Is 8MB in a variable from a txt file is possible?

Hi everyone, I would like to make a script to run once a week that updates address list on Mikrotik.
coming from this topic:

http://forum.mikrotik.com/t/max-size-of-variables-still-at-4096-anwser-is-no/168007/6

I found a very useful script for creating variables.
I’m trying to import a file.txt of 8 MB, only it cuts the list to more or less 3 MB.
Was I wrong or is it not possible?

Thank you.

my script is:

:global thefile ""
{
    :local url        http://public-dns.info/nameservers-all.txt ;
    :local filesize   ([/tool fetch url=$url as-value output=none]->"downloaded")
    :local maxsize    64512 ; # is the maximum supported readable size of a block from a file
    :local start      0
    :local end        ($maxsize - 1)
    :local partnumber ($filesize / ($maxsize / 1024))
    :local reminder   ($filesize % ($maxsize / 1024))
    :if ($reminder > 0) do={ :set partnumber ($partnumber + 1) }
    :for x from=1 to=$partnumber step=1 do={
         :set thefile ($thefile . ([/tool fetch url=$url http-header-field="Range: bytes=$start-$end" as-value output=user]->"data"))
         :set start   ($start + $maxsize)
         :set end     ($end   + $maxsize)
    }
}

#:log info "debug_thefile=$thefile"
#/file remove [find where name="check.txt"];
#:execute ":put \$thefile" file=check.txt;

:global content value=$thefile;
:local contentLen value=[:len $content];
:local lineEnd value=0;
:local line value="";
:local lastEnd value=0;
:local addressListName;
:set addressListName "DNS-DOH";

:if ($thefile != null) do={
  :log info "There are some New DNS"
  /ip firewall address-list remove [/ip firewall address-list find list=$addressListName]
  :do {
      :set lineEnd [:find $content "\n" $lastEnd ] ;
      :set line [:pick $content $lastEnd $lineEnd] ;
      :set lastEnd ( $lineEnd + 1 ) ;
      :local entry [:pick $line 0 $lineEnd ]
      :if ($entry~"^[0-9]{1,3}\\.[0-9]{1,3}\\.[0-9]{1,3}\\.[0-9]{1,3}") do={
            :if ( [:len $entry ] > 0 ) do={
#:log info "debug_entry=$entry"
                /ip firewall address-list add list=$addressListName address=$entry;
            }
      } 
    } while=($lineEnd < $contentLen);
  } else={
  :log info "There no DNS in list"
}

From ROS version 7.13 there is /file/read command (currently undocumented) which you can use to read file chunked with arguments chunk-size and offset. First, fetch command will need to download whole file on to FS and not be used to return response data as value to variable.
This can be useful for parsing text by some delimiter, to read file chunked and hold characters buffer variable until delimiter is reached (assuming that text between delimiters will not reach variable size limit). In your case it can be done since new line is delimiter and lines are not long, but this read feature it still not enough for parsing large meta data files like json (depends on structure, some can be parsed like large arrays of smaller items).

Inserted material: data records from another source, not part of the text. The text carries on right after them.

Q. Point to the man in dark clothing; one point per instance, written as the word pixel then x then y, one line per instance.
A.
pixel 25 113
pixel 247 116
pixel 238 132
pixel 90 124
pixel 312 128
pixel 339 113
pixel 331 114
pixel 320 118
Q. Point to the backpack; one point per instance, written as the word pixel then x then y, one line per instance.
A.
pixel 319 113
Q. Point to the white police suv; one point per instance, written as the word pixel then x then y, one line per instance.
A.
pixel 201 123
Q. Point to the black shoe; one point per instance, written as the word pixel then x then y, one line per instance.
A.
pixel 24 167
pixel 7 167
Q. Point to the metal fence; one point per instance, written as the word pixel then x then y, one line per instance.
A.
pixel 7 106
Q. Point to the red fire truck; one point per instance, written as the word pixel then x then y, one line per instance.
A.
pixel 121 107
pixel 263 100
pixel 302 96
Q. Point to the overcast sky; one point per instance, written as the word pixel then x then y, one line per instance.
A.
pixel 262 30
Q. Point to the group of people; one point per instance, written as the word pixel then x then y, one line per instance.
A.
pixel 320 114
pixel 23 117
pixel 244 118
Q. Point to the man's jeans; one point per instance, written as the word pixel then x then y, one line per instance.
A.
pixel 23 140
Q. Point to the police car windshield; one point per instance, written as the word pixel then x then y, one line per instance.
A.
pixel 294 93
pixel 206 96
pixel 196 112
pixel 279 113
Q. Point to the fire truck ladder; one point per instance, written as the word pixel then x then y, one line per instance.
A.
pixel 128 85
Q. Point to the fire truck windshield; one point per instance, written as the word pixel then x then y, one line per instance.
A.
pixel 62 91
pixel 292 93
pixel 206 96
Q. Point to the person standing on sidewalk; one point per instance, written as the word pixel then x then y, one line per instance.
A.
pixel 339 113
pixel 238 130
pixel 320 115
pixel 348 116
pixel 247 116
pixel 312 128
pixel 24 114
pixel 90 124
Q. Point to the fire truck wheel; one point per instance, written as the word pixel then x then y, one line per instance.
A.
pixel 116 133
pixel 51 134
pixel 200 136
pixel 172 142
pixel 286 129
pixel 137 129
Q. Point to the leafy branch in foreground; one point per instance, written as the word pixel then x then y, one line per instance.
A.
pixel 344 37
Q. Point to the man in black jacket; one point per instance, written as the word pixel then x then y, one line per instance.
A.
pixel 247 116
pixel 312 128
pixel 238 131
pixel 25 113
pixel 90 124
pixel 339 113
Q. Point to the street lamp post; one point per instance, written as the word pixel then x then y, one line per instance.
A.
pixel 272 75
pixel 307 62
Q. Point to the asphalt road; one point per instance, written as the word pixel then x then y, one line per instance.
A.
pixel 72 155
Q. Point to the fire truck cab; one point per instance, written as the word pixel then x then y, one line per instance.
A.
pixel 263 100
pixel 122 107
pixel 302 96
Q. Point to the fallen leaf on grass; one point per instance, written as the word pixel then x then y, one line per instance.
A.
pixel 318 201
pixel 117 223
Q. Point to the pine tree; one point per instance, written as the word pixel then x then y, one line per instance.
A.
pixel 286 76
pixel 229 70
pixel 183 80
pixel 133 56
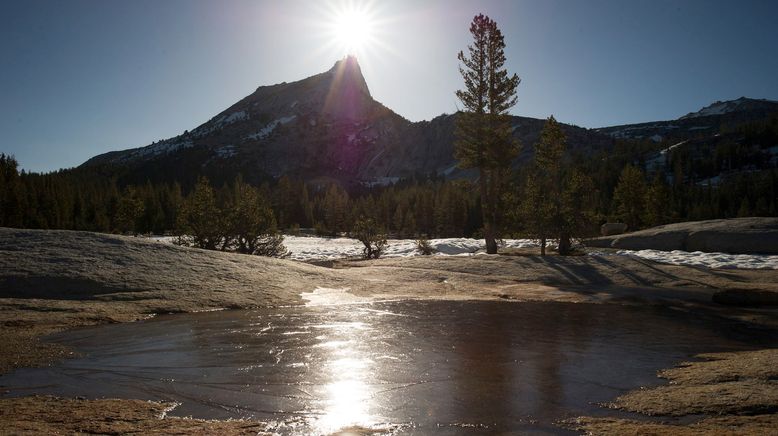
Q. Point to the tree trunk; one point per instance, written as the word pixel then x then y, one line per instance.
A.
pixel 487 214
pixel 564 244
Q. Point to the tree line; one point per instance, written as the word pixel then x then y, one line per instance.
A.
pixel 560 195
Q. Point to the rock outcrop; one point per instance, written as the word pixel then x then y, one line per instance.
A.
pixel 736 236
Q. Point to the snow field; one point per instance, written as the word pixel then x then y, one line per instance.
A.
pixel 304 248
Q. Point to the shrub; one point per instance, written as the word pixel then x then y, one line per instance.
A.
pixel 371 236
pixel 424 247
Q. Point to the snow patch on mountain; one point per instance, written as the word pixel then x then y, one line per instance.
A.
pixel 268 129
pixel 162 147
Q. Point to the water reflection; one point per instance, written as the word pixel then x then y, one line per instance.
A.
pixel 347 397
pixel 441 367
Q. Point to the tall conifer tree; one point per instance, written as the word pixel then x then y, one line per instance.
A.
pixel 484 136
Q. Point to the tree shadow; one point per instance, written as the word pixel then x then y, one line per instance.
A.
pixel 55 288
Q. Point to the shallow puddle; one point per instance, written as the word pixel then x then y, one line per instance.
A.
pixel 421 367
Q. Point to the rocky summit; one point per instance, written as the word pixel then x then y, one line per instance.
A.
pixel 327 126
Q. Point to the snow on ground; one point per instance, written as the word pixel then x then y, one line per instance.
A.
pixel 699 258
pixel 314 248
pixel 309 248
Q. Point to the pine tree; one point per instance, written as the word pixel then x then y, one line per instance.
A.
pixel 484 136
pixel 200 219
pixel 657 202
pixel 549 151
pixel 251 223
pixel 577 213
pixel 129 211
pixel 629 197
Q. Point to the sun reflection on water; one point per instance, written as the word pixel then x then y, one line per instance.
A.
pixel 348 395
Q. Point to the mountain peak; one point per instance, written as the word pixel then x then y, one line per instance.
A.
pixel 739 105
pixel 347 71
pixel 348 95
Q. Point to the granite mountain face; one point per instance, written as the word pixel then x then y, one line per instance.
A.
pixel 325 127
pixel 328 127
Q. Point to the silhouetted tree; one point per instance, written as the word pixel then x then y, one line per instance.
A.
pixel 371 236
pixel 484 135
pixel 629 197
pixel 200 218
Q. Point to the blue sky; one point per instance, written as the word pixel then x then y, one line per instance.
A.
pixel 82 77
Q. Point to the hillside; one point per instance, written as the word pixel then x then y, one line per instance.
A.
pixel 324 126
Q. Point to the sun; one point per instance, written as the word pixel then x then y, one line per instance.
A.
pixel 353 30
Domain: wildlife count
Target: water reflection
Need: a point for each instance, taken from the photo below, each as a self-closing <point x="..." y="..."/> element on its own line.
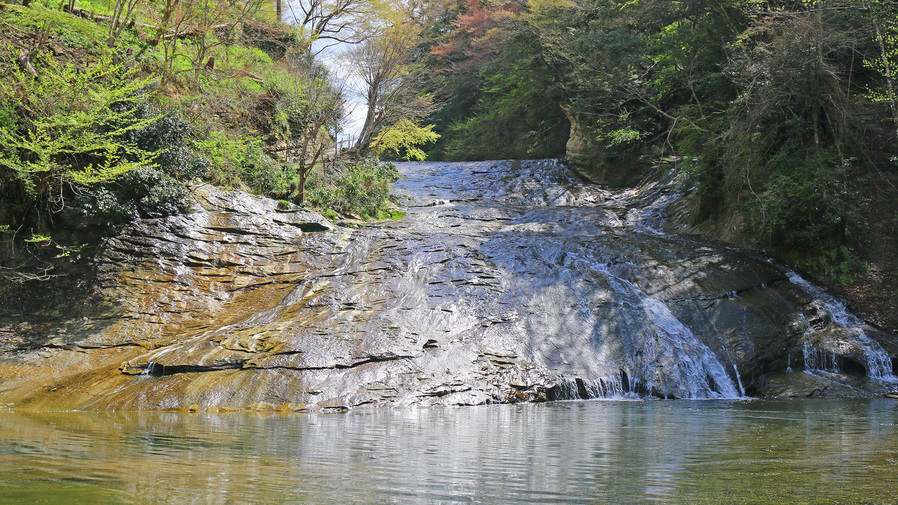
<point x="573" y="452"/>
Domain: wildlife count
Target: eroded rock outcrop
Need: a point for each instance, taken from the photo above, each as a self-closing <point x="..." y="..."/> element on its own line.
<point x="503" y="284"/>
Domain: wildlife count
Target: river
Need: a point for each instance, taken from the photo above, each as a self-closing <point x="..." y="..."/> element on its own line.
<point x="597" y="451"/>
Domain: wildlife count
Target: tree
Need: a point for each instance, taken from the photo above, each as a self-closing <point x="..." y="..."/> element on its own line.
<point x="332" y="21"/>
<point x="883" y="15"/>
<point x="69" y="128"/>
<point x="391" y="81"/>
<point x="404" y="136"/>
<point x="305" y="105"/>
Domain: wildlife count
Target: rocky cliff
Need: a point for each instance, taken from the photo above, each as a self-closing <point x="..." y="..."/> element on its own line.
<point x="503" y="284"/>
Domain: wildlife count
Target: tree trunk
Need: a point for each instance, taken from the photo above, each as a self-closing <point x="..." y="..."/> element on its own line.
<point x="887" y="66"/>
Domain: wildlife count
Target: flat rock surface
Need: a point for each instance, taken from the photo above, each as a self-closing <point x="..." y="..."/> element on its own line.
<point x="504" y="283"/>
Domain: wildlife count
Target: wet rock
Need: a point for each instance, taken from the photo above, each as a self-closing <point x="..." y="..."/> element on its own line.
<point x="526" y="286"/>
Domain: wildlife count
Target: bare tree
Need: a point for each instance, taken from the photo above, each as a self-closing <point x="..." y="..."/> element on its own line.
<point x="332" y="21"/>
<point x="391" y="81"/>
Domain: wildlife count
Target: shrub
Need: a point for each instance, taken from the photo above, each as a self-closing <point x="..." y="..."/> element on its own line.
<point x="362" y="189"/>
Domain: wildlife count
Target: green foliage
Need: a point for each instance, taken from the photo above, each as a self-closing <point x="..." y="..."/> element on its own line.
<point x="361" y="189"/>
<point x="71" y="125"/>
<point x="235" y="159"/>
<point x="810" y="213"/>
<point x="71" y="31"/>
<point x="405" y="136"/>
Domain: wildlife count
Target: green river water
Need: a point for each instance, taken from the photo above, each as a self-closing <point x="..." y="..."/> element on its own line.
<point x="714" y="451"/>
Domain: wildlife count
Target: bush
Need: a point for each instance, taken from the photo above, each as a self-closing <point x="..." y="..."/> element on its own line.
<point x="144" y="192"/>
<point x="166" y="136"/>
<point x="361" y="189"/>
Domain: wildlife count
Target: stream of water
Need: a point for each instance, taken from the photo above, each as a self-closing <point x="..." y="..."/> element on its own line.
<point x="713" y="451"/>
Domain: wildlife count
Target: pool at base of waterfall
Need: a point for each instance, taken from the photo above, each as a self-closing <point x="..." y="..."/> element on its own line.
<point x="711" y="451"/>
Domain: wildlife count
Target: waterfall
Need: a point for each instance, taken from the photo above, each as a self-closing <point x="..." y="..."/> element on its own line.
<point x="878" y="364"/>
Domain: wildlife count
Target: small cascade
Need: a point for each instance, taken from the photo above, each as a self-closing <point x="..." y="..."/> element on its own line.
<point x="739" y="380"/>
<point x="877" y="362"/>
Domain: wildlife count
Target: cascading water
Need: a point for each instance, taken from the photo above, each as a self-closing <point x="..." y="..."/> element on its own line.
<point x="505" y="282"/>
<point x="877" y="362"/>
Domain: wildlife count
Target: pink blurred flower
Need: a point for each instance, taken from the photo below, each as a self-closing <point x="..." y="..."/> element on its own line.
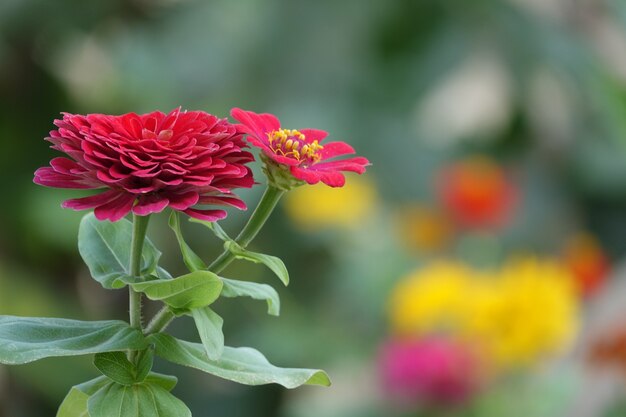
<point x="149" y="162"/>
<point x="435" y="371"/>
<point x="299" y="150"/>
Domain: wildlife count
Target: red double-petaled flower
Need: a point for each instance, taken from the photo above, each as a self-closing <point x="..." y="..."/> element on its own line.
<point x="144" y="163"/>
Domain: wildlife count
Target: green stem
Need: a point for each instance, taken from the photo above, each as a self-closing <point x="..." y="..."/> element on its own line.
<point x="268" y="202"/>
<point x="140" y="226"/>
<point x="261" y="213"/>
<point x="160" y="321"/>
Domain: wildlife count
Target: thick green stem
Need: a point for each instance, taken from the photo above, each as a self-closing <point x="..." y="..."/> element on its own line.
<point x="140" y="226"/>
<point x="160" y="321"/>
<point x="261" y="213"/>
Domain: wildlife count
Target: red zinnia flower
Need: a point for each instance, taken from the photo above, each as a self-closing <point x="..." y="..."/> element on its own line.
<point x="149" y="162"/>
<point x="432" y="370"/>
<point x="299" y="150"/>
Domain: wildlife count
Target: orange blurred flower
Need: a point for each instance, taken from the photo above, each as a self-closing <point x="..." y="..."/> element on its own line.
<point x="423" y="228"/>
<point x="477" y="192"/>
<point x="587" y="262"/>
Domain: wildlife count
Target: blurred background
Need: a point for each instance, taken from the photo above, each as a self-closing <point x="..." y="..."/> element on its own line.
<point x="475" y="270"/>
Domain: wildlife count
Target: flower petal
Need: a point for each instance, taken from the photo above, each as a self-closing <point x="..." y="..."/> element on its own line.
<point x="148" y="204"/>
<point x="223" y="201"/>
<point x="357" y="165"/>
<point x="91" y="201"/>
<point x="184" y="201"/>
<point x="206" y="215"/>
<point x="257" y="124"/>
<point x="313" y="134"/>
<point x="333" y="149"/>
<point x="310" y="176"/>
<point x="115" y="209"/>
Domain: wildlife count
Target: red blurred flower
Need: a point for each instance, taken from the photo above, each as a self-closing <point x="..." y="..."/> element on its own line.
<point x="299" y="150"/>
<point x="149" y="162"/>
<point x="432" y="370"/>
<point x="588" y="263"/>
<point x="477" y="193"/>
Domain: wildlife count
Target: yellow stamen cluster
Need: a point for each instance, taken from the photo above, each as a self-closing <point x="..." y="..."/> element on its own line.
<point x="288" y="142"/>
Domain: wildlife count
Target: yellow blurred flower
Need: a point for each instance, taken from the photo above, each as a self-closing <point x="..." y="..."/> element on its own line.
<point x="518" y="314"/>
<point x="319" y="206"/>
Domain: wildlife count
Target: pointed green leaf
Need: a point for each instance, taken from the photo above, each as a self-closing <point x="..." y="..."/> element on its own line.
<point x="116" y="366"/>
<point x="194" y="290"/>
<point x="209" y="326"/>
<point x="167" y="382"/>
<point x="215" y="228"/>
<point x="235" y="288"/>
<point x="105" y="248"/>
<point x="139" y="400"/>
<point x="244" y="365"/>
<point x="75" y="402"/>
<point x="144" y="364"/>
<point x="163" y="274"/>
<point x="27" y="339"/>
<point x="191" y="259"/>
<point x="272" y="262"/>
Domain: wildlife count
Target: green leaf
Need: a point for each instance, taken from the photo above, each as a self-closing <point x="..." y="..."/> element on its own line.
<point x="144" y="364"/>
<point x="163" y="274"/>
<point x="234" y="288"/>
<point x="244" y="365"/>
<point x="191" y="259"/>
<point x="215" y="228"/>
<point x="209" y="326"/>
<point x="105" y="248"/>
<point x="116" y="366"/>
<point x="167" y="382"/>
<point x="75" y="402"/>
<point x="272" y="262"/>
<point x="139" y="400"/>
<point x="194" y="290"/>
<point x="27" y="339"/>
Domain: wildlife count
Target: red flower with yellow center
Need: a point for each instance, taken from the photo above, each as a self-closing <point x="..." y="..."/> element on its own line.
<point x="148" y="162"/>
<point x="301" y="150"/>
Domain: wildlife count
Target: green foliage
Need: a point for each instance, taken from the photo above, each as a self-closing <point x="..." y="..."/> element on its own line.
<point x="209" y="325"/>
<point x="194" y="290"/>
<point x="191" y="259"/>
<point x="272" y="262"/>
<point x="214" y="227"/>
<point x="235" y="288"/>
<point x="27" y="339"/>
<point x="243" y="365"/>
<point x="75" y="402"/>
<point x="105" y="248"/>
<point x="138" y="400"/>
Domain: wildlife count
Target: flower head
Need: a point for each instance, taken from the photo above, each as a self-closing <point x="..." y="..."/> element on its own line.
<point x="435" y="370"/>
<point x="477" y="192"/>
<point x="320" y="207"/>
<point x="299" y="153"/>
<point x="587" y="262"/>
<point x="524" y="311"/>
<point x="148" y="162"/>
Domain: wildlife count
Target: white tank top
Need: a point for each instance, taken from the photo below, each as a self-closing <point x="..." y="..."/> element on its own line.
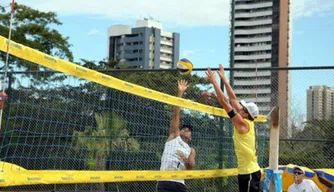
<point x="170" y="161"/>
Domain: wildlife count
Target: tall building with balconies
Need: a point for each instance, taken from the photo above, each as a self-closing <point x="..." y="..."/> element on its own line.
<point x="145" y="46"/>
<point x="320" y="103"/>
<point x="259" y="33"/>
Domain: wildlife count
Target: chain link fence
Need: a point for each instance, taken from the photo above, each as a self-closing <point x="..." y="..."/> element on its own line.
<point x="50" y="122"/>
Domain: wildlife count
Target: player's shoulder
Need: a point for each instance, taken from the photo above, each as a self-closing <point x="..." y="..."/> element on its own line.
<point x="309" y="181"/>
<point x="173" y="139"/>
<point x="291" y="188"/>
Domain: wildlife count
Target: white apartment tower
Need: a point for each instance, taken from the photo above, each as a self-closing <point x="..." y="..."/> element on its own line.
<point x="259" y="34"/>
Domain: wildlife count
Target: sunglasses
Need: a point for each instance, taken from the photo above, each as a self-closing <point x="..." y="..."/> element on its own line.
<point x="298" y="172"/>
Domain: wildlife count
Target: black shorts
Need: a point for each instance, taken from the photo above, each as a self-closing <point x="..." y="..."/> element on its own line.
<point x="171" y="186"/>
<point x="249" y="182"/>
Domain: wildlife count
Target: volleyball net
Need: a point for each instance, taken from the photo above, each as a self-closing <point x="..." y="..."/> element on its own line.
<point x="66" y="124"/>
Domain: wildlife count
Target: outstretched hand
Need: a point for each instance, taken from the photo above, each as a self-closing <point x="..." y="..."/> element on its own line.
<point x="210" y="75"/>
<point x="182" y="85"/>
<point x="181" y="155"/>
<point x="221" y="71"/>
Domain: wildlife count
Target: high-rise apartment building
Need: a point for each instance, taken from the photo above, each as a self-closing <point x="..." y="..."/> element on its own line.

On 7.13.5 do not work, it display it only on terminal, not create any variable or is of any use…

But if on future is fixed, like adding as-value or similar…
:global readfile do={
:local url $1
:local thefile “”
:local filesize [/file get $1 size]
:local maxsize 32768 ; # is the actual maximum supported readable size of a block from a file
:local start 0
:local end ($maxsize - 1)
:local partnumber ($filesize / ($maxsize / 1024))
:local reminder ($filesize % ($maxsize / 1024))
:if ($reminder > 0) do={ :set partnumber ($partnumber + 1) }
:for x from=1 to=$partnumber step=1 do={
:set thefile ($thefile . [/file read file=$1 chunk-size=$maxsize offset=$start as-value])
:set start ($start + $maxsize)
:set end ($end + $maxsize)
}
:return $thefile
}

:local test [$readfile test.txt]

I didn’t tested it, strange it is not initially implemented to return value as default, there is no much practical use without value. Btw., regarding your function, are you sure this will work on large files and $thefile will not reach variable size limit or maybe device memory limit, since it appends to it bytes from all chunks? I think for parsing purposes bytes buffer variable will need to hold only bytes between delimiters (new line in this case) not all file bytes to avoid memory limits and adding parsed IP into address list should be performed inside chunk iteration when delimiter is reached.

Edit:
@Kataius idk. why I this didn’t come to my mind initially, since web server supports chunked download, but this is for ROS 7.14 only (read below why):
You can append to bytes buffer fetched chunk bytes and parse buffer by new line delimiter and also match to IP address as validation (you already have that in script) and add that IP into address list, then remove parsed bytes from buffer - this is to avoid buffer var. size limit when bytes are appended in another iteration (lines are not that long), this all needs to be performed inside fetch chunk loop. First you will need to perform HTTP HEAD method request on URL and read “content-length” header to get full size in bytes which you need to calculate number of chunks, but unfortunately HTTP HEAD method for fetch is available from ROS 7.14 so you will need to run that ROS version if you want to achieve this.
Tip: To properly handle possible fetch connection/server errors while populating address list in chunks loop, better use temporary list and when fetch performed successfully for all chunks then remove all items from actually used address list and items in temp address list put into actual address list. If something failed during chunked fetch just remove temp address list for cleanup and finish operation.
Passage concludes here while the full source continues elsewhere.